Green’s Dictionary of Slang

colquarron n.

also coloquaron, colquarion
[? Fr. col, neck + quarrom n.; cits. 1835 and 1848 are mispron.]

(UK Und.) the neck.

[Ire]Head Canting Academy (2nd edn).
[UK]B.E. Dict. Canting Crew.
[UK]J. Shirley Triumph of Wit n.p.: Let the Harman-beck trine with his Kinchins about his Coloquaron … let the Constable hang with his Children about his Neck.
[UK] ‘Retoure My Dear Dell’ in Farmer Musa Pedestris (1896) 45: And if it should e’er be my hard fate to trine, / I never will whiddle, I never will squeek, / Nor to save my colquarron endanger thy neck.
[UK]Bailey Universal Etym. Eng. Dict. n.p.: colquarron a Man’s Neck; as, His Colquarron is just about to be twisted. He is just going to be turn’d off.
[UK]B.M. Carew Life and Adventures.
[UK]Scoundrel’s Dict. 19: The Ruffin nab the Cuffinquere, & let the harmanbeck trine with his Kinchins about his coloquaron.
[UK]Grose Classical Dict. of the Vulgar Tongue n.p.: Colquarron, a man’s neck, (cant) his colquarron is just about to be twisted, he is just going to be hanged.
[UK]H.T. Potter New Dict.
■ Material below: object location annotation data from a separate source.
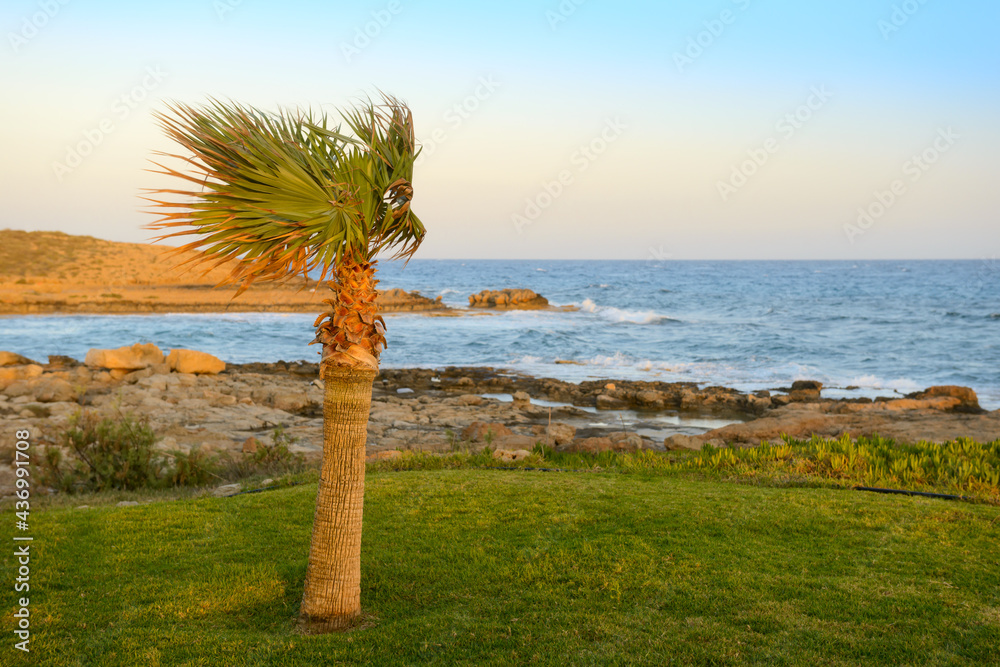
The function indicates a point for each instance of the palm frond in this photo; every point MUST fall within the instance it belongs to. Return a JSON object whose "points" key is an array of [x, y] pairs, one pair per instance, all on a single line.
{"points": [[280, 194]]}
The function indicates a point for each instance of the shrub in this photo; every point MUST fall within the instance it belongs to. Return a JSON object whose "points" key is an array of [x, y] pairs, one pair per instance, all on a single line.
{"points": [[107, 454], [274, 459]]}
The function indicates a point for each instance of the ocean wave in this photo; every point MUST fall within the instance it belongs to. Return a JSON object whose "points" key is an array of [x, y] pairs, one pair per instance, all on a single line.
{"points": [[900, 385], [619, 315]]}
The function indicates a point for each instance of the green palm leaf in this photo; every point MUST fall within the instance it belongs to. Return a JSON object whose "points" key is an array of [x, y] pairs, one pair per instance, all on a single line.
{"points": [[280, 194]]}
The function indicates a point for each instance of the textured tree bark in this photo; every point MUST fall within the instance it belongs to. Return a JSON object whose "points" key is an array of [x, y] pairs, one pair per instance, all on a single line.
{"points": [[332, 597]]}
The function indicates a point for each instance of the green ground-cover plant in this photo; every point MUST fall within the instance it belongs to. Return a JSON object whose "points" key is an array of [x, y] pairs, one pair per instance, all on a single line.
{"points": [[495, 567], [961, 467]]}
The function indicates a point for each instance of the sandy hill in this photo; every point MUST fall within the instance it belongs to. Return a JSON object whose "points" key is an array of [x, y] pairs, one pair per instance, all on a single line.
{"points": [[85, 260], [53, 272]]}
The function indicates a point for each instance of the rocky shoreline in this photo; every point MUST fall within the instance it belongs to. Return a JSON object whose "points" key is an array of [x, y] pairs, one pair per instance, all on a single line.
{"points": [[193, 399]]}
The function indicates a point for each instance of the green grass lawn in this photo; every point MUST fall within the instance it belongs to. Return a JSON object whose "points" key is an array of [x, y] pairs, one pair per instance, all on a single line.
{"points": [[512, 567]]}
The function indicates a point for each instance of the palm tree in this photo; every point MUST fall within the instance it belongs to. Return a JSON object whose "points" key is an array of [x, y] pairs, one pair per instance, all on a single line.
{"points": [[279, 195]]}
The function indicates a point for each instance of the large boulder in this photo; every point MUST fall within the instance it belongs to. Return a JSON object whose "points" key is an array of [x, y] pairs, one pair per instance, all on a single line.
{"points": [[192, 361], [967, 399], [11, 374], [128, 358], [397, 300], [588, 445], [477, 431], [508, 298], [54, 390], [13, 359], [561, 434]]}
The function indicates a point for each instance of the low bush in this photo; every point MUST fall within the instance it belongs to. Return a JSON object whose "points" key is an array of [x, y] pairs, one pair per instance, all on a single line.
{"points": [[102, 454]]}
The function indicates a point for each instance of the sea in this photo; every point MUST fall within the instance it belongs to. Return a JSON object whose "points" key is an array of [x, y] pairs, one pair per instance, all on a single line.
{"points": [[863, 328]]}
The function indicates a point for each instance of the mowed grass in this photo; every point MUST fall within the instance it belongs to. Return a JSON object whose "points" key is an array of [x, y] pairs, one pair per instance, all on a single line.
{"points": [[513, 567]]}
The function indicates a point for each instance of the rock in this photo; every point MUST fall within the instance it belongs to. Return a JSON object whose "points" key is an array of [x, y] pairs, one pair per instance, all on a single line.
{"points": [[477, 431], [514, 441], [11, 374], [194, 362], [141, 374], [589, 445], [251, 445], [14, 359], [226, 490], [681, 441], [290, 402], [807, 385], [384, 455], [129, 358], [967, 399], [19, 388], [605, 402], [53, 390], [522, 299], [626, 442], [561, 434], [650, 399], [397, 300], [805, 391], [511, 454]]}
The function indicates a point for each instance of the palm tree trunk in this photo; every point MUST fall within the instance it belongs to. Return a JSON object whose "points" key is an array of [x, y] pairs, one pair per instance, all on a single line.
{"points": [[332, 597]]}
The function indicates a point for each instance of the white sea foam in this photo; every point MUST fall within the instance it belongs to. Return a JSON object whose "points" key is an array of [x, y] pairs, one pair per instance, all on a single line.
{"points": [[901, 385], [613, 314]]}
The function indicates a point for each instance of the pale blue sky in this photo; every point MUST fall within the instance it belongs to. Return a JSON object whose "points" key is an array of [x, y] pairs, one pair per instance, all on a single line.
{"points": [[680, 121]]}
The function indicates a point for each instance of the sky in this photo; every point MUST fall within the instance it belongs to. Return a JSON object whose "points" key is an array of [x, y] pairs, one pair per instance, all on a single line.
{"points": [[572, 129]]}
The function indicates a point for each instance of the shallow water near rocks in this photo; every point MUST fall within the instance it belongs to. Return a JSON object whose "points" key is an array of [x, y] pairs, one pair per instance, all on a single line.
{"points": [[884, 327]]}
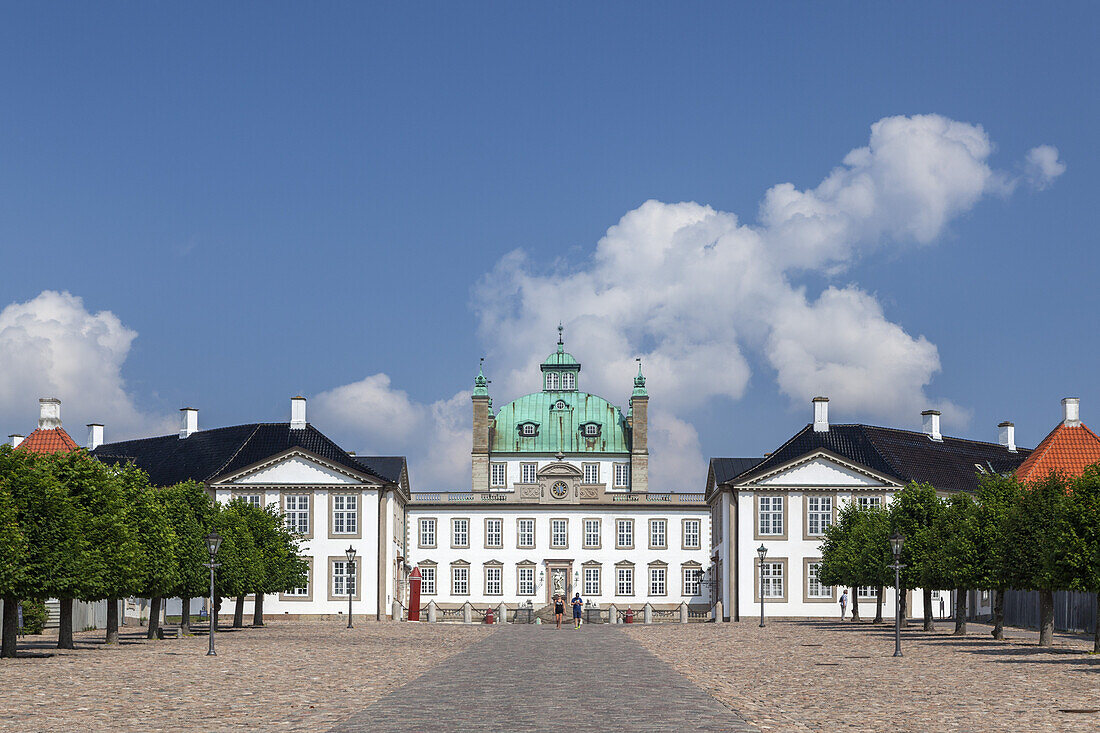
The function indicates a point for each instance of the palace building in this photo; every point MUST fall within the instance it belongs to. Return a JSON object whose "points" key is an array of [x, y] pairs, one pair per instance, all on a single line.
{"points": [[560, 503]]}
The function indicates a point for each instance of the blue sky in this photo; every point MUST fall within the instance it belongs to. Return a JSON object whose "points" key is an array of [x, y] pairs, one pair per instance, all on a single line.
{"points": [[272, 198]]}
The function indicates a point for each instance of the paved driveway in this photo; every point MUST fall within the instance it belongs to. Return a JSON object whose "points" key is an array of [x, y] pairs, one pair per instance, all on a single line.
{"points": [[538, 678]]}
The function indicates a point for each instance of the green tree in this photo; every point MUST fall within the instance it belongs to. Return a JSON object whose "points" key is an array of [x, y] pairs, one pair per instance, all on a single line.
{"points": [[1085, 553], [1037, 534], [996, 496], [282, 568], [190, 513], [913, 514], [14, 553]]}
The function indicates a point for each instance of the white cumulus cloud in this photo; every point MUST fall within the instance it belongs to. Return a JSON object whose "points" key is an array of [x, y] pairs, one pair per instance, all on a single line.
{"points": [[53, 347]]}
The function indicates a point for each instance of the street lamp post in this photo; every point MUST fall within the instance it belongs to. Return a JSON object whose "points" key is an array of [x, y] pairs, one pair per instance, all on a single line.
{"points": [[895, 544], [351, 579], [761, 551], [213, 542]]}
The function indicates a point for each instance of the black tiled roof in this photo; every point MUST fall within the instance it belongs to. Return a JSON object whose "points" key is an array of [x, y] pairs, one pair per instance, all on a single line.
{"points": [[385, 467], [730, 468], [902, 455], [207, 455]]}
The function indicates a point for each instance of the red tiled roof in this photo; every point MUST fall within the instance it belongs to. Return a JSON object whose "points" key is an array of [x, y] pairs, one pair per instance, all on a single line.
{"points": [[1067, 450], [47, 441]]}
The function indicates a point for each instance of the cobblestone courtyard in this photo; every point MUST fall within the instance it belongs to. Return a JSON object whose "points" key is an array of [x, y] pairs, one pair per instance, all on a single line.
{"points": [[790, 676]]}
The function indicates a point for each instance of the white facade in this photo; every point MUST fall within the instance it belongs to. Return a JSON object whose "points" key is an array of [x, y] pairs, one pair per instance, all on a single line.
{"points": [[653, 562]]}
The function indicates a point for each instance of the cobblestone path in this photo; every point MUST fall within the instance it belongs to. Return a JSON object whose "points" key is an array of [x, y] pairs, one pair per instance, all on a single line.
{"points": [[538, 678]]}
Cant (1795) n.p.: colquarion a man’s neck.
[UK]G. Andrewes Dict. Sl. and Cant.
[UK]Lex. Balatronicum.
[UK]Flash Dict. [as cit. a.1790].
[UK]Lytton Paul Clifford I 14: ’Tis a rum business and puzzles I; but mum’s the word, for my own little colquarron.
[US]‘Jack Downing’ Andrew Jackson 43: [They] cotcht one another by the kolquarron till they cou’dn’t squeek.
[UK]G. Kent Modern Flash Dict. 10: Colguarin [sic] – the neck.
[UK]Flash Dict. in Sinks of London Laid Open 103: Colguarian [sic], the neck.